Her estranged father is having problems of his own. A contestant on his latest reality TV series has cancelled two months before shooting.
Midge gets her trust fund back if she stands in as a potential marriage candidate for the dating series Marry Your Billionaire. Twenty women competing for one arrogant guy. Not Midge’s cup of tea. Agreeing to this proposition sucks her back into the world she happily broke ties from, but no trust fund equals no college degree.
Brody Prescott, CEO and owner of an online dating company, has recently been pegged as a heartless playboy-among other things-by a disgruntled female after a disappointing date.
Become the first bachelor on Marry Your Billionaire and hope that one of the contestants holds some potential. So what is he supposed to do when the woman who intrigues him the most wants to be eliminated?
Marry Your Billionaire is a fun, romantic romp set against the backdrop of reality TV. Throw on your PJ’s, grab some chocolate and popcorn, and settle in for an entertaining love story.
I won an eARC of this book through a giveaway a month or so back (I honestly don’t remember) and finally go around to reading it.
Madelyn “Midge” Knightly is a quirky character with quite some determination to have her way. She’s a girl who likes hiding behind big frames, avoiding social gatherings and spotlights, has a strained relationship with her director father and is an aspiring author.

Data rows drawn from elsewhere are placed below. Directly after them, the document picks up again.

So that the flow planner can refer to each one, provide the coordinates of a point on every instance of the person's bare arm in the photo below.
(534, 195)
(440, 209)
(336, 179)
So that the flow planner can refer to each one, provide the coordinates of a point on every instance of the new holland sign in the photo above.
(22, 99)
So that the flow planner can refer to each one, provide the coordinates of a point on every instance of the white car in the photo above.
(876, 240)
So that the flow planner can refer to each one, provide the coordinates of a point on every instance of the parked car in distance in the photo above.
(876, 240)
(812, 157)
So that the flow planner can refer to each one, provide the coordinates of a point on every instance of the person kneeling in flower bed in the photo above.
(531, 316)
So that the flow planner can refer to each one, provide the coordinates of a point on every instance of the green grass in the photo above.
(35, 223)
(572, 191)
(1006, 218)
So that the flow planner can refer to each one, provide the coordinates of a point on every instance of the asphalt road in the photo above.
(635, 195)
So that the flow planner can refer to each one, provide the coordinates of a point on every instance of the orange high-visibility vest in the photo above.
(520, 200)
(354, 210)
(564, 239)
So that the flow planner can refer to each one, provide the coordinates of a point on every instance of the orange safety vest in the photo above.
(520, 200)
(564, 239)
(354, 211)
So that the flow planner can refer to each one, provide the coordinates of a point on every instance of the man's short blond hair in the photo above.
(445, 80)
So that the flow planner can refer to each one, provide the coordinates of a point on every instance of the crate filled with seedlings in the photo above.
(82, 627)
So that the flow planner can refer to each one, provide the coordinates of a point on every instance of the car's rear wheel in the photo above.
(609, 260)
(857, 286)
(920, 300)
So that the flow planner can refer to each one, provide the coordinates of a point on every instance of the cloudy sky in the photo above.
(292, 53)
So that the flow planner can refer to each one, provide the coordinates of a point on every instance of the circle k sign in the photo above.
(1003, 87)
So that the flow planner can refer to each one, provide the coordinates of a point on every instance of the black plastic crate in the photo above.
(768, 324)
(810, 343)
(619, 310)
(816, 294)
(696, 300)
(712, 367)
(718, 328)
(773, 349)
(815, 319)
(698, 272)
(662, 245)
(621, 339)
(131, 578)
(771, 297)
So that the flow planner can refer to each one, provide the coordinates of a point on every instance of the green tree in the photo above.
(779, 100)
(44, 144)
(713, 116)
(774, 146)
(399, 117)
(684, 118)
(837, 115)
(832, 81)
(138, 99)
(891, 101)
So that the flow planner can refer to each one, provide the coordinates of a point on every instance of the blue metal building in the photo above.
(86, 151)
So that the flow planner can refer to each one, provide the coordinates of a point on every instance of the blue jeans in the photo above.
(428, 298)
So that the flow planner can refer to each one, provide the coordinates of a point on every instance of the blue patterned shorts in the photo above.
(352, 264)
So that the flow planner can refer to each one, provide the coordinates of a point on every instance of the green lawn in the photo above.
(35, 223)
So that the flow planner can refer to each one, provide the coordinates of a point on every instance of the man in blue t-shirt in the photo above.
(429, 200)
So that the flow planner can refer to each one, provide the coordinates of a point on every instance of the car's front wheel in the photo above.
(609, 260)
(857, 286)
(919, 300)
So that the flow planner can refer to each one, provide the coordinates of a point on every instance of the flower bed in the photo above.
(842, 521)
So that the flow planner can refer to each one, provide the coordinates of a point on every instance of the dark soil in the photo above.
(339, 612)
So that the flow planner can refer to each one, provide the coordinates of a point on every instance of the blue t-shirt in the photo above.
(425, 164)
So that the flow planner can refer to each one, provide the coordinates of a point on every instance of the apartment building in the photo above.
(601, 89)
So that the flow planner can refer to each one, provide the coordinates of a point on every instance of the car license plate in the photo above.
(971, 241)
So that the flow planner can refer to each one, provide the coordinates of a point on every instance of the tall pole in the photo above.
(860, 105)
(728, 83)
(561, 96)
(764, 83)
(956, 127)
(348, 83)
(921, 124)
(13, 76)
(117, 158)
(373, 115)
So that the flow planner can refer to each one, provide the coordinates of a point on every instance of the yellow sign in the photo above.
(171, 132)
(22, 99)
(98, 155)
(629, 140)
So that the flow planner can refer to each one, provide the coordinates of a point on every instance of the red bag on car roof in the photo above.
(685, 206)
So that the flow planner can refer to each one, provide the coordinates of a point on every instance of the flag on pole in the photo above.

Brody Prescott is the CEO of an online dating company and is out to repair his image in the society after a stunt pulled by his ex-girlfriend which dragged his company down. He’s charming, supportive, caring and is basically the whole package.
I didn’t find any element surprising or different in the story. It was a normal contemporary romance. Now that I’m done reading it, as I look back, I don’t come up with much depth in character or feelings in the story. It was all on the surface and sticking to the theme.
The book is good for when you want a light romance read—not too heavy with issues or sexual attraction, without much problem and confusion, without tragedy and deep sadness. What you read in the synopsis is exactly what you get and it’s all pretty light.
I read a bit a long time back, and continued again waay later. I didn’t have any problem continuing without rereading the previous parts because the story is pretty simple.
It’s a good book, but I don’t think I would go out and buy it for keeps, if given the choice.